AAV6.ßARKct cardiac gene therapy ameliorates cardiac function and normalizes the catecholaminergic axis in a clinically relevant large animal heart failure model.

AIMS: G protein-coupled receptor kinase 2 (GRK2), which is markedly upregulated in failing human myocardium, has been implicated as a contributing factor or consequence of heart failure (HF). Importantly, cardiac-specific GRK2 knockout mice have recently proved the pathological nature of GRK2 in HF. Targeted inhibition of GRK2 is possible using a peptide inhibitor known as the ßARKct, which has rescued several disparate small animal HF models. This study was designed to evaluate long-term ßARKct expression in a clinically relevant large animal HF model, using stable myocardial gene delivery with adeno-associated virus serotype 6 (AAV6). METHODS AND RESULTS: A porcine model of HF subsequent to left ventricular (LV) myocardial infarction (MI) was used to study the effects of retrograde injection into the anterior interventricular vein of either AAV6.ßARKct or AAV6.luciferase as a control 2 weeks after MI. Echocardiography and LV hemodynamics were performed before and 6 weeks after gene transfer. Robust and long-term ßARKct expression was found after AAV6-mediated delivery, leading to significant amelioration of LV haemodynamics and contractile function in HF pigs compared with AAV6.luciferase-treated control animals that showed a continued decline in cardiac function. Interestingly, the neurohormonal axis was virtually normalized in AVV6.ßARKct-treated HF animals, represented by reductions in plasma norepinephrine levels, whereas AAV6.luciferase-treated pigs showed further increases in plasma catecholamine levels. As a result, LV remodelling and foetal gene expression was reversed by AVV6.ßARKct gene therapy. CONCLUSION: These data--showing sustained amelioration of cardiac function in a post-MI pig HF model--demonstrate the therapeutic potential of ßARKct gene therapy for HF.

G protein-coupled receptor kinase 2 promotes cardiac hypertrophy.

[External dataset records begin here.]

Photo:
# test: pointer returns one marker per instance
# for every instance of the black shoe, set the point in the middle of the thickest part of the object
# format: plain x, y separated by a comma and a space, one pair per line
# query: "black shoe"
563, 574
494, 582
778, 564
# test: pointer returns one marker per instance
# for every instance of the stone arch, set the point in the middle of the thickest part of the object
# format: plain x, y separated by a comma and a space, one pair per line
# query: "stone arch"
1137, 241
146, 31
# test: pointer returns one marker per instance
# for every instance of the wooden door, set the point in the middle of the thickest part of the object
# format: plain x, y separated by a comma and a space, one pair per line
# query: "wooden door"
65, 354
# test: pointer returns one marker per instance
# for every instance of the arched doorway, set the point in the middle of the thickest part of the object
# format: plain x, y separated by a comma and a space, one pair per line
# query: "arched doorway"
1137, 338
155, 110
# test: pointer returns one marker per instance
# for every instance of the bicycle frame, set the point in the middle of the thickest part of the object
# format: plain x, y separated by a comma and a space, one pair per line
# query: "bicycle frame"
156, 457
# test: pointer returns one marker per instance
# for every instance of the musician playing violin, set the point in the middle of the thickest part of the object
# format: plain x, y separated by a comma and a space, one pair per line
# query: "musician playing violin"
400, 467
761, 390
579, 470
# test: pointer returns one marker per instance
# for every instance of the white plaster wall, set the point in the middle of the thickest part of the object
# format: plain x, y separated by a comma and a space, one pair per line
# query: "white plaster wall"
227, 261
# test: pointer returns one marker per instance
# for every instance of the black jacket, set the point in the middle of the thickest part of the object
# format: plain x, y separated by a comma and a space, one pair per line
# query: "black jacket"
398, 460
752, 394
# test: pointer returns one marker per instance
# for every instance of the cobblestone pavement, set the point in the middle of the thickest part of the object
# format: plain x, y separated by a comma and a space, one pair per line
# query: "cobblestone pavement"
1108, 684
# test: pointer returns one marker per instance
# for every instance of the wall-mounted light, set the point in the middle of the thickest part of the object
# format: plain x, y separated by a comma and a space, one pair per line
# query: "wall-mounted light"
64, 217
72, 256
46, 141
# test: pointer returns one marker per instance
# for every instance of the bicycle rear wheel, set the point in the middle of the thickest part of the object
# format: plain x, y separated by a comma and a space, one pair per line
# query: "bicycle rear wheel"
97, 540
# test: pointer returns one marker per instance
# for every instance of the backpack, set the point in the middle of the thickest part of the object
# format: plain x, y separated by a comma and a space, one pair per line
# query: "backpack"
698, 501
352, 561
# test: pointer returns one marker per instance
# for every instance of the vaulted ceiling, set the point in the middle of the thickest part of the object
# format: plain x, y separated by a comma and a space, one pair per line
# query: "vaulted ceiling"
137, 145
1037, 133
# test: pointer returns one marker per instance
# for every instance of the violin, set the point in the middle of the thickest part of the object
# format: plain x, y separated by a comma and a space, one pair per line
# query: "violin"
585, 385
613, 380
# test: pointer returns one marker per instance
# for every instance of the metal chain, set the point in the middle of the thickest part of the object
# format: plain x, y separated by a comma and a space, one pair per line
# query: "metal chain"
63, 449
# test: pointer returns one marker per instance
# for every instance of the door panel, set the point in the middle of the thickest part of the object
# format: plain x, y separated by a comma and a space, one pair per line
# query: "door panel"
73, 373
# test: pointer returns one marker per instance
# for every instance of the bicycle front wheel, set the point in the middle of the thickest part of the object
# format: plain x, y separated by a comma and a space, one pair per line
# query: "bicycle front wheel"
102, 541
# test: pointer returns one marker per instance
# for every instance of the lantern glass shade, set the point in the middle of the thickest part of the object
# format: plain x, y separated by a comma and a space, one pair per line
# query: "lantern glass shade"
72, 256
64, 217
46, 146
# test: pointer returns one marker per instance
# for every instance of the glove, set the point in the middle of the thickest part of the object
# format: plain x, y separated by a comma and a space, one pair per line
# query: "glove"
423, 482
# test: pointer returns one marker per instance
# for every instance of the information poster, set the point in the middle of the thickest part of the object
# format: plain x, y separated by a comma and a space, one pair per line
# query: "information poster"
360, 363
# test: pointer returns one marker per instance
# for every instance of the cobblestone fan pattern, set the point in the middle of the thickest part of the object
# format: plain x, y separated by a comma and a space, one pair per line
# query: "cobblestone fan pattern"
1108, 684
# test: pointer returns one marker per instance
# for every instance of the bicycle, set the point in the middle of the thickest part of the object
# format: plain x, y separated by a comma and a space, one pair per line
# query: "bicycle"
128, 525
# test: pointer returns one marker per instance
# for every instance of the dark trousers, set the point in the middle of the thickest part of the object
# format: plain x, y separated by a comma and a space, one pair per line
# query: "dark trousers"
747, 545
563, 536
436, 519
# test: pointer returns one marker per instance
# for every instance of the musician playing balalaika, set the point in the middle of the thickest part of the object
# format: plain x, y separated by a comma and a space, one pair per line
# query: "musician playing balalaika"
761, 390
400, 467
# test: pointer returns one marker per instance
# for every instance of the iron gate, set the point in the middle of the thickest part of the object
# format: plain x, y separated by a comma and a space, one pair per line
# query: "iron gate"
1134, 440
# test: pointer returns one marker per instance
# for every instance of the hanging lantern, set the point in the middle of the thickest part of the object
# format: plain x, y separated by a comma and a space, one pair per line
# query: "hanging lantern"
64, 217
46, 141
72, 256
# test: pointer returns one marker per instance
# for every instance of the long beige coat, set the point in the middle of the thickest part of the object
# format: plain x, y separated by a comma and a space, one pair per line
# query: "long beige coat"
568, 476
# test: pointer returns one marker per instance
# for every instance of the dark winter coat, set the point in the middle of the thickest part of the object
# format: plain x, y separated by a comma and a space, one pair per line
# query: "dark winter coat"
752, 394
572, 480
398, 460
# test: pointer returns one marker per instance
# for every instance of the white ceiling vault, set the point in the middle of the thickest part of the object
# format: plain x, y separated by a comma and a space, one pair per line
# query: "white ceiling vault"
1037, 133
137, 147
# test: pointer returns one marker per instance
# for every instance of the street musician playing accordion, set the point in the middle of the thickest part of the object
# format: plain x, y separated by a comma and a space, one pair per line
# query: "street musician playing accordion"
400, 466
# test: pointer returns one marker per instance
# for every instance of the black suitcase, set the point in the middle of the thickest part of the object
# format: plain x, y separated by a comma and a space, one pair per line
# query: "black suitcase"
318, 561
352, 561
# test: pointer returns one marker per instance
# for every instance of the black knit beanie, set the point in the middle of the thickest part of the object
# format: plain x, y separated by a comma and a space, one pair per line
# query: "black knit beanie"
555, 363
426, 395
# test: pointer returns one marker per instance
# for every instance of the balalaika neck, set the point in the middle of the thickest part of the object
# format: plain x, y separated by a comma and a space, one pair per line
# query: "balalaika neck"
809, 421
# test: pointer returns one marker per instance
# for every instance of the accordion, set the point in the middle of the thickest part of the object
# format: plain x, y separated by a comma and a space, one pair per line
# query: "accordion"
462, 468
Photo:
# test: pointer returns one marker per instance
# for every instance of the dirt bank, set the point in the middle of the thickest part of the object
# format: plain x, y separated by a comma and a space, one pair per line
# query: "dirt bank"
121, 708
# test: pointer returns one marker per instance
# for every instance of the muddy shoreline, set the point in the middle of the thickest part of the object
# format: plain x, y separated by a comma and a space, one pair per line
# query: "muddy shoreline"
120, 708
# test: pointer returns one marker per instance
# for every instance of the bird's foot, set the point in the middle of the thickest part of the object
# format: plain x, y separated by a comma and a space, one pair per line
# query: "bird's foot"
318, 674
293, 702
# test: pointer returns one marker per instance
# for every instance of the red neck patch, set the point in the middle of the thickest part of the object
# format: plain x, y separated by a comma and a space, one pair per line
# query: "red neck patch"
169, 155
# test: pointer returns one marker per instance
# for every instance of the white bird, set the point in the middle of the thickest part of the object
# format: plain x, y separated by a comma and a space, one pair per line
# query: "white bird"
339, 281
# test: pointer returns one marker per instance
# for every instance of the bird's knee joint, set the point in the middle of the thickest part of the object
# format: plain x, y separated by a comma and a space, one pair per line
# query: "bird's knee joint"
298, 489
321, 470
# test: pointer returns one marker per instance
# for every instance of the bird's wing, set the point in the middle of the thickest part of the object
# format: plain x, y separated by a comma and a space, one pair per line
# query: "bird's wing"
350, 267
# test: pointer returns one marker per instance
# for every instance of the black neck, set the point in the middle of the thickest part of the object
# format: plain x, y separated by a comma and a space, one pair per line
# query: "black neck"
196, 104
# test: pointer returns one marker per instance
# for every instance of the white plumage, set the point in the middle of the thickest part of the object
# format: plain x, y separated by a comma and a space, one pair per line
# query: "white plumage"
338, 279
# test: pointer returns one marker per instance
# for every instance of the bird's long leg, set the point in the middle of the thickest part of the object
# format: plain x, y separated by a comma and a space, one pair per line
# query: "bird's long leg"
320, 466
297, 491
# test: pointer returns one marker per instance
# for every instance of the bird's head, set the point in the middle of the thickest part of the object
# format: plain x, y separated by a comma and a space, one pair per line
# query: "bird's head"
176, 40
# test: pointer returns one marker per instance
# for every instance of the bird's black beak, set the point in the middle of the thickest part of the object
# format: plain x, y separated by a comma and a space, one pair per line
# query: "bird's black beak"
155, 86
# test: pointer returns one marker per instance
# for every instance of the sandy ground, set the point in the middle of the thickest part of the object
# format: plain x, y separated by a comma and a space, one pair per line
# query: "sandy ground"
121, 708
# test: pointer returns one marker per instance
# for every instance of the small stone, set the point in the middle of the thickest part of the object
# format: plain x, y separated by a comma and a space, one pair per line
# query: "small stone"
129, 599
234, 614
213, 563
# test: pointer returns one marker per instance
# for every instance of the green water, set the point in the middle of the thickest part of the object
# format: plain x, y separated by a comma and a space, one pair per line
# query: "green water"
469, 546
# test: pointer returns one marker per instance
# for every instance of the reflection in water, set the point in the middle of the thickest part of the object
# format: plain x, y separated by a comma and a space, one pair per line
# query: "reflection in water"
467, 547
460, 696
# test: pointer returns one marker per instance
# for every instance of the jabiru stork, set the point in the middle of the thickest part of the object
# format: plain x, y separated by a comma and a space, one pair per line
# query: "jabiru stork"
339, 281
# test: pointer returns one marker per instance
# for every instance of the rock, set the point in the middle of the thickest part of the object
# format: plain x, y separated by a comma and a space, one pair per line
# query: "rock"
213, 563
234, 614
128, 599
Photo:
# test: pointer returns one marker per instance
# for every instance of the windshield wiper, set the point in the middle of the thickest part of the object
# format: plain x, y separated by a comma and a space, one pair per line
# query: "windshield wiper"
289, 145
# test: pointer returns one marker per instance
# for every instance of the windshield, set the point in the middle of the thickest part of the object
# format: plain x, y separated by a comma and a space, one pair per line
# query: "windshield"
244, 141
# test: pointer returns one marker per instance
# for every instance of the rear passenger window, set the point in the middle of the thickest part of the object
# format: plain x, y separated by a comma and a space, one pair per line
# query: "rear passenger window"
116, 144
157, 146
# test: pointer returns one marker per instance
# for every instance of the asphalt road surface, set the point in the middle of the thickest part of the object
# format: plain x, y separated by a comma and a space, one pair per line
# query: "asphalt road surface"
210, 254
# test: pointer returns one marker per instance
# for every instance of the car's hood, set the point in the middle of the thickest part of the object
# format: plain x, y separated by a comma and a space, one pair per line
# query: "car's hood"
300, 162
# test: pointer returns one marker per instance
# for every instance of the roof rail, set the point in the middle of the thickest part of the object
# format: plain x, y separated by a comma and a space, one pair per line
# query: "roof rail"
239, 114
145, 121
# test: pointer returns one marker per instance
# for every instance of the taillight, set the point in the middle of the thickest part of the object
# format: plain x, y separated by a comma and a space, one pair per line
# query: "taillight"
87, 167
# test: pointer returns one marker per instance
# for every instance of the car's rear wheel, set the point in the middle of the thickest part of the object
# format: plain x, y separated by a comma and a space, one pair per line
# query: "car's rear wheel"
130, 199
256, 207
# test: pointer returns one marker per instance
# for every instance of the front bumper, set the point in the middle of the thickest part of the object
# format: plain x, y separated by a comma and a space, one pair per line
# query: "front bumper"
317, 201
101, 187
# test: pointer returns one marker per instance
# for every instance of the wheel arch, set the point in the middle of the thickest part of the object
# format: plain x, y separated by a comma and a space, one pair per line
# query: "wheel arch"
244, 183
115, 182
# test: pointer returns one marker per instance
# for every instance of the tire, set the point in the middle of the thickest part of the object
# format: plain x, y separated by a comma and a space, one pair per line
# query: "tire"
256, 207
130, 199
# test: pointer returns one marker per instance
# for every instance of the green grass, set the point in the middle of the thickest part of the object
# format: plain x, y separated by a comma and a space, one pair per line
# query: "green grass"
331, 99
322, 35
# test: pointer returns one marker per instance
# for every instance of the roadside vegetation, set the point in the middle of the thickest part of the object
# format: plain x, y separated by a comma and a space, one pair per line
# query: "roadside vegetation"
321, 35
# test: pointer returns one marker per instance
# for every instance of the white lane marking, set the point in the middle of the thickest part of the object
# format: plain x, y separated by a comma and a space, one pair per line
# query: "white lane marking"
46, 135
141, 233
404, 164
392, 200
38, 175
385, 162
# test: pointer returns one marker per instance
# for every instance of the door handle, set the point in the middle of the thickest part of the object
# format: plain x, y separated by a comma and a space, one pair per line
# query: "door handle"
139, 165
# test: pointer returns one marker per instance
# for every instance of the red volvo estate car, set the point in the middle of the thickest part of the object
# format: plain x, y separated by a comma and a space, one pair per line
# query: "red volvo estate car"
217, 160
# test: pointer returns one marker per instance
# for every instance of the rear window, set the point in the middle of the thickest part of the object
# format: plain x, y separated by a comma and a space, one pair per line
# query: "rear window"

The increase in protein activity and upregulation of G-protein coupled receptor kinase 2 (GRK2) is a hallmark of cardiac stress and heart failure. Inhibition of GRK2 improved cardiac function and survival and diminished cardiac remodeling in various animal heart failure models. The aim of the present study was to investigate the effects of GRK2 on cardiac hypertrophy and dissect potential molecular mechanisms. In mice we observed increased GRK2 mRNA and protein levels following transverse aortic constriction (TAC). Conditional GRK2 knockout mice showed attenuated hypertrophic response with preserved ventricular geometry 6 weeks after TAC operation compared to wild-type animals. In isolated neonatal rat ventricular cardiac myocytes stimulation with angiotensin II and phenylephrine enhanced GRK2 expression leading to enhanced signaling via protein kinase B (PKB or Akt), consecutively inhibiting glycogen synthase kinase 3 beta (GSK3ß), such promoting nuclear accumulation and activation of nuclear factor of activated T-cells (NFAT). Cardiac myocyte hypertrophy induced by in vitro GRK2 overexpression increased the cytosolic interaction of GRK2 and phosphoinositide 3-kinase γ (PI3Kγ). Moreover, inhibition of PI3Kγ as well as GRK2 knock down prevented Akt activation resulting in halted NFAT activity and reduced cardiac myocyte hypertrophy. Our data show that enhanced GRK2 expression triggers cardiac hypertrophy by GRK2-PI3Kγ mediated Akt phosphorylation and subsequent inactivation of GSK3ß, resulting in enhanced NFAT activity.